Of course, we have the option of whether to achieve horizontal scale via local or cloud machines. In the case of local machines, this means procuring the necessary quantity of servers, physically maintaining them, and configuring the appropriate software to coordinate computing among them. The tradeoffs associated with this approach roughly mirror those of running compute on a single local machine. There are potential benefits in the way of customizability, information security, and cost. Conversely, horizontal scaling using a managed cloud provider affords the benefits of flexibility, comparative ease of management, reliability, and pre-built tooling.

Using managed cloud resources also leads to an important orgnizational benefit. Because these offerings have a broad user base, there is a comparatively large potential labor supply. That is, there are more hirable individuals with the expertise to manage common cloud infrastructure than there are with the expertise to manage niche deployments.

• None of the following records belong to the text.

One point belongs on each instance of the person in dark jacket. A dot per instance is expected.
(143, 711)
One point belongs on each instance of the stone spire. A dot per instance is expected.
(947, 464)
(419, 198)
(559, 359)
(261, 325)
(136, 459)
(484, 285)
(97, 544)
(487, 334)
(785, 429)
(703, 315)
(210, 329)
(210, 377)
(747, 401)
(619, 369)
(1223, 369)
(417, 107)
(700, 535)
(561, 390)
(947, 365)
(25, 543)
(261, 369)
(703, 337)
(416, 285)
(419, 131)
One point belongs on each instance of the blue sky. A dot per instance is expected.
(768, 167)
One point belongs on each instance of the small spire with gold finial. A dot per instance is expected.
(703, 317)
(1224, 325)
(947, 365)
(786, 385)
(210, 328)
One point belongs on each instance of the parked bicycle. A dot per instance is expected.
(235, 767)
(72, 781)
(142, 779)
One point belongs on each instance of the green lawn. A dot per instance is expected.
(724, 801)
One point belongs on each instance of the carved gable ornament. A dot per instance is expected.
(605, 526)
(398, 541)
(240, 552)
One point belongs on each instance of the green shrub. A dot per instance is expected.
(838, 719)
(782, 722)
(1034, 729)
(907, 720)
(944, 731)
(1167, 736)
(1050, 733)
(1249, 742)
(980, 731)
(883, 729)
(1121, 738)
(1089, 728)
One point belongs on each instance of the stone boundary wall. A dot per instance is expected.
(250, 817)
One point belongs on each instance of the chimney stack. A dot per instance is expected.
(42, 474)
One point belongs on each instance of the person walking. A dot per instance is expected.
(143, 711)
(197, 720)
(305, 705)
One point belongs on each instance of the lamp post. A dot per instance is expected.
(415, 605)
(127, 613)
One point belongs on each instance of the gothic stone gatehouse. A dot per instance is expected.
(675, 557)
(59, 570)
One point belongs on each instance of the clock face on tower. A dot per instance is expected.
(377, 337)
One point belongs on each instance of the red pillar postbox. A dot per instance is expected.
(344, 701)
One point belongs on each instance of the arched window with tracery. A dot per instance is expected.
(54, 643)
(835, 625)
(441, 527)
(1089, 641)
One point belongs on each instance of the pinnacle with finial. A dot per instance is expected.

As data pipelines become more complex and resource intensive, the need for horizontal scaling typically follows. Certain organizations, particularly very large ones, may have specific needs which warrant the maintenance of physical computing infrastructure. However, many organizations find that the use of a virtual private cloud is the appropriate means of achieving the horizontal scale required by their pipelines.

Serverless Computing

Another computation framework which has emerged more recently is serverless computing. Of course, there are actually servers which handle compute but their administration is abstracted from the end user. In the serverless compute model, application code is executed by a cloud service provider using physical machine resources that they provision and administer. The client of the serverless compute is only responsible for specifying the executable and associated meta-data (i.e. timing, function inputs, etc.).

As a comparatively nascent space, the the options within serverless computing are evolving rapidly. In addition to serverless compute, commercial offerings exist for serverless databases in which the scaling and management of the database is abstracted from the user by the cloud provider. It seems reasonable to expect that both the variety and quality of such offerings will continue to grow quickly.

The primary advantage of the serverless framework is the ease of administration. Because this work is abstracted from the client, the need for both effort and expertise on this front is removed. This allows users to focus on the particulars of their application logic and not need to think about the infrastructure which is responsible for the execution.

An additional advantage is cost. Depending on the usage pattern, serverless compute is often cheaper than having dedicated machines. For systems in which compute is intermittent and there are long periods of machine resource underutilization, serverless compute is likely to be a cost effective solution. Existing serverless compute offerings charge for the compute time used so if dedicated machines sit idle, they will have a high cost relative to their on-demand counterparts.

Another, related, benefit of serverless compute is the elasticity of resources. Machines are requisitioned by the cloud provider to accommodate the application at runtime so effectively arbitrary changes in scale are possible. If the system has no work to complete, then no physical resources are claimed or paid for. As work is demanded by the system, the appropriate amount of compute resources are acquired for the duration of the tasks.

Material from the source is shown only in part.